Auch Polizisten im Grätzel können Ansprechpartner sein (siehe Bericht unten). Jugendliche U-Häftlinge in der Justizanstalt Josefstadt haben zum Beispiel großen Respekt vor dem Lehrer Wolfgang Riebniger, der dort unterrichtet. „Der schaut aus wie Bud Spencer, bei dem kommt keiner auf dumme Ideen“, sagt Matschnig.

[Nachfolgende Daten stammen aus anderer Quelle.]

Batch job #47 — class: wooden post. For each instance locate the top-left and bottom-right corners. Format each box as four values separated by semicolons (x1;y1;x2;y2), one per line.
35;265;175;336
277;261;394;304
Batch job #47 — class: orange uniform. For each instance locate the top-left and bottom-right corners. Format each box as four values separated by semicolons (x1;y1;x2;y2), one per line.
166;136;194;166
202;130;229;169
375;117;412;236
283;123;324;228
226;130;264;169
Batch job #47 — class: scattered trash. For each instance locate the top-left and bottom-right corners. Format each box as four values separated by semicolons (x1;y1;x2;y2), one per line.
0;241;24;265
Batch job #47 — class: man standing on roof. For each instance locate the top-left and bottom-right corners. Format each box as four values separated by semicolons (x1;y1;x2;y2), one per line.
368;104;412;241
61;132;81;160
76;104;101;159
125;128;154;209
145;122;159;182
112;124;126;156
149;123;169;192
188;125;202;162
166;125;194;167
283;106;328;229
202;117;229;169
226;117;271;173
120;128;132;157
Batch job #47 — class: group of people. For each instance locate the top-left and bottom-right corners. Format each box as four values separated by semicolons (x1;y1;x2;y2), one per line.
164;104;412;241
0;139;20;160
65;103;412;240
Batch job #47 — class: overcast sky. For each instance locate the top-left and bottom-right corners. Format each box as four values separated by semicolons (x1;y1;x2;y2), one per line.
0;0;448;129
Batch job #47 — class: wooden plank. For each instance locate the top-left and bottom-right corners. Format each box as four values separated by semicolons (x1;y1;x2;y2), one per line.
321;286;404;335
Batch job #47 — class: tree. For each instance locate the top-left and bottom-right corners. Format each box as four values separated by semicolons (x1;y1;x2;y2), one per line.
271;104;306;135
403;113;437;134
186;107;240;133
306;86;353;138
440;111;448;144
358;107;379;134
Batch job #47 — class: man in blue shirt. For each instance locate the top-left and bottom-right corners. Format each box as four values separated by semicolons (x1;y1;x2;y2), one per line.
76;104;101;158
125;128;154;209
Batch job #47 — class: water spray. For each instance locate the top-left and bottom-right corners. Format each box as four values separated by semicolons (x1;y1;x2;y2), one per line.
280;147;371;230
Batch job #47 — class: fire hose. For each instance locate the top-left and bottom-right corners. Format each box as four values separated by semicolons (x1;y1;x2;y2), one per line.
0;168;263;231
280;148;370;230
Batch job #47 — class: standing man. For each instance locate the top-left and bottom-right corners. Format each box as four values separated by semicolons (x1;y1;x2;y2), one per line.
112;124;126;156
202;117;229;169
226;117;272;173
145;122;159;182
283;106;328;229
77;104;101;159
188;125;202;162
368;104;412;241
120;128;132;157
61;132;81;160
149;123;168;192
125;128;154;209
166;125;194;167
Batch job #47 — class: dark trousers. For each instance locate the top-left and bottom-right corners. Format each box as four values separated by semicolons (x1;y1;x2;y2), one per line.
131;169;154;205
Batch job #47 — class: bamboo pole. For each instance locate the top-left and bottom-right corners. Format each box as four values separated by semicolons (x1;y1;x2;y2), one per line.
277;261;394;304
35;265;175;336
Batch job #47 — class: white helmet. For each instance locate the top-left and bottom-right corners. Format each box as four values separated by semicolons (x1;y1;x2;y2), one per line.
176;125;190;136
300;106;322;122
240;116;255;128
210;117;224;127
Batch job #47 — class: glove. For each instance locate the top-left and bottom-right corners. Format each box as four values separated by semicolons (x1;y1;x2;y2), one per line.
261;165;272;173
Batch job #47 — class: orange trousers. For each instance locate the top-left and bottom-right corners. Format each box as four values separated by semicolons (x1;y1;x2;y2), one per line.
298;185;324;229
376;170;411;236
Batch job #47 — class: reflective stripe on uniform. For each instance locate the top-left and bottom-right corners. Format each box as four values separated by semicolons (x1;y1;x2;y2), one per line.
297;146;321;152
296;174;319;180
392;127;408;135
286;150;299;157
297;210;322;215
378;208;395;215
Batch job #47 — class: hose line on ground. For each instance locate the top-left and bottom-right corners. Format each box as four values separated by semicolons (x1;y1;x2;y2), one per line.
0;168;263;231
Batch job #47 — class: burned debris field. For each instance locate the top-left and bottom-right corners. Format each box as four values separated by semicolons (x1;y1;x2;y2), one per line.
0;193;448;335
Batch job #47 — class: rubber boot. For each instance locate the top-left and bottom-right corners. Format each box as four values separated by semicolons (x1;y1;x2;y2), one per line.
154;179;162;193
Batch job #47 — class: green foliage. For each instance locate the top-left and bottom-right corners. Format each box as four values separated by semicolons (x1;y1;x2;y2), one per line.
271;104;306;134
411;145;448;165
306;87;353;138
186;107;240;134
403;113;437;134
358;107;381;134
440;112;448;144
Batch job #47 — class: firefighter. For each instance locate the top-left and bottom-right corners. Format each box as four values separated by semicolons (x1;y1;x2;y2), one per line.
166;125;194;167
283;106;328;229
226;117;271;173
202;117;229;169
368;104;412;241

Freilich müsse man sich auch um die Mädchen kümmern. Die Richterin schildert einen krassen Fall: Mit zehn die erste Alkoholvergiftung, kein Besuch der Mutter im Spital, mit elfeinhalb zum ersten Mal Heroin, mit zwölf am Babystrich, mit 14 vor Matschnig auf der Anklagebank. „Die war im Krisenzentrum des Jugendamtes nicht zu halten. Bis da alle Papiere unterschrieben sind, ist die schon wieder weg.“

Das Jugendamt tritt gegen den Plan der versperrbaren Wohngruppen auf, weil es ein neues Kaiser-Ebersdorf (berüchtigte Erziehungsanstalt bis in die 1970er-Jahre) befürchtet. Aber darum geht es laut Matschnig gar nicht, es sollen kleine Einheiten sein. Die Richterin schätzt, dass in Wien nicht mehr als zehn Kinder betroffen sind.

5000 Fälle

Die MA 11 (Jugendamt) beklagt selbst, dass ihr Einflussbereich nicht groß genug ist. 396 Sozialarbeiter betreuen in Wien 5000 als problematisch gemelde Fälle. „Es gibt aber keine dauerhafte Betreuung mehr“, sagt Karin Bichler, seit 20 Jahren Sozialarbeiterin in Wien-Ottakring. „Wir helfen den Familien anlassbezogen.“ Das heißt: Die Problemfälle kommen später wieder. „Oft werden Kinder aus problematischen Verhältnissen später Problem-Jugendliche.“

„Jugendliche, die nicht beschäftigt werden, kommen schnell auf blöde Ideen“, weiß Andreas Mann, Präventionsbeamter der Wiener Polizei. Er ist seit mehr als 25 Jahren im Dienst und kennt die häufigsten Probleme: Vandalismus, Ruhestörung und kleinere Diebstahldelikte werden oftmals aus reiner Langeweile verübt.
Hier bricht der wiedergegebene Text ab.